Creating tables of data to train a machine learning model entails treating each column as a feature of the algorithm that you will be training and then using to make predictions. For example, if you wanted to create a machine learning algorithm that predicts whether something is an insect, the features (ML terminology for columns on a single table) might be [Six Legs Y/N?]
, [Life Form Y/N?]
, [Count of Eyes]
, and [Weight]
, and then a column that will be predicted, such as [Insect Y/N?]
. Each row would represent something that is being evaluated for a prediction to answer the question, “Is this an insect?”
You decide to take the following approach, in the following order, so that you can do everything within Power BI:
- Data exploration and initial data model creation in Power BI Desktop Power Query.
- Analytic report created in Power BI.
- Feature discovery in Power BI.
- Create training data sets in Power Query.
- Move training data sets to Power BI dataflows.
- Train, test, deploy a Power BI machine learning model in Power BI dataflows.
This process is shown in Figure 1.22.
Figure 1.22 – All of the ETL (extract, transform, load) will happen in Power BI Power Query and Power BI dataflows
Power BI ML offers three different types of predictive model types.

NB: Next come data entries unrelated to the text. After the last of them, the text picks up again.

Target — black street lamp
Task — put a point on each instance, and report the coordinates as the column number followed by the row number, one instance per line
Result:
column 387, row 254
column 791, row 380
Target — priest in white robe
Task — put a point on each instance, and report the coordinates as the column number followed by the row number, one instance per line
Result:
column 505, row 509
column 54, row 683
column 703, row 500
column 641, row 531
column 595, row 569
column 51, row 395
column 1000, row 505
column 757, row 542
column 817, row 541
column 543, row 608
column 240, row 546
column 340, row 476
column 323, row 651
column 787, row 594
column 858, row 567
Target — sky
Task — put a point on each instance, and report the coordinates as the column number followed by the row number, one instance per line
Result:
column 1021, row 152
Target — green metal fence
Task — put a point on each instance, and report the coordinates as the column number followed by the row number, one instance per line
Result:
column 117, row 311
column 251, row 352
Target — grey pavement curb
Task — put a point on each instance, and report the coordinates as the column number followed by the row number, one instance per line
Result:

Those types, as defined in the Power BI service, are as follows:
- A binary prediction model predicts whether an outcome will be achieved. Effectively, a prediction of “Yes” or “No” is returned.
- General classification models predict more than two possible outcomes such as A, B, C, or D.
- A regression model will predict a numeric value along a spectrum of possible values. For example, it will predict the costs of an event based on similar past events.
As part of your preliminary planning, you consider how these options could map to the deliverables that were prioritized by your stakeholders:
- Analytic report: This deliverable will be a Power BI analytic report and could use some Power BI AI features, but it will not be a Power BI ML model. The analytic report will help you explore and identify the right data for Power BI machine learning models.
- Predict damage: Predicting whether or not damage will result from a wildlife strike is a good match for a binary prediction model since the answer will have two possible outcomes: yes or no.
- Predict size: Predicting the size of the wildlife that struck an aircraft based upon factors such as damage cost, damage location, height, time of year, and airport location will probably have multiple values that can be predicted such as Large, Medium, and Small. This requirement could be a good fit for a general classification model.
- Predict height: This deliverable predicts the height at which wildlife strikes will happen and provides that prediction as a numeric value representing height above ground level in feet. It is likely a good fit for a regression model, which predicts numeric values.
There is no way of knowing with certainty whether the FAA Wildlife Strike data will support these specific use cases, but you won’t know until you try! Discovery is a key part of the process. First, you must identify features in the data that might have predictive value, and then train and test the machine learning models in Power BI. Only then will you know what types of predictions might be possible for your project.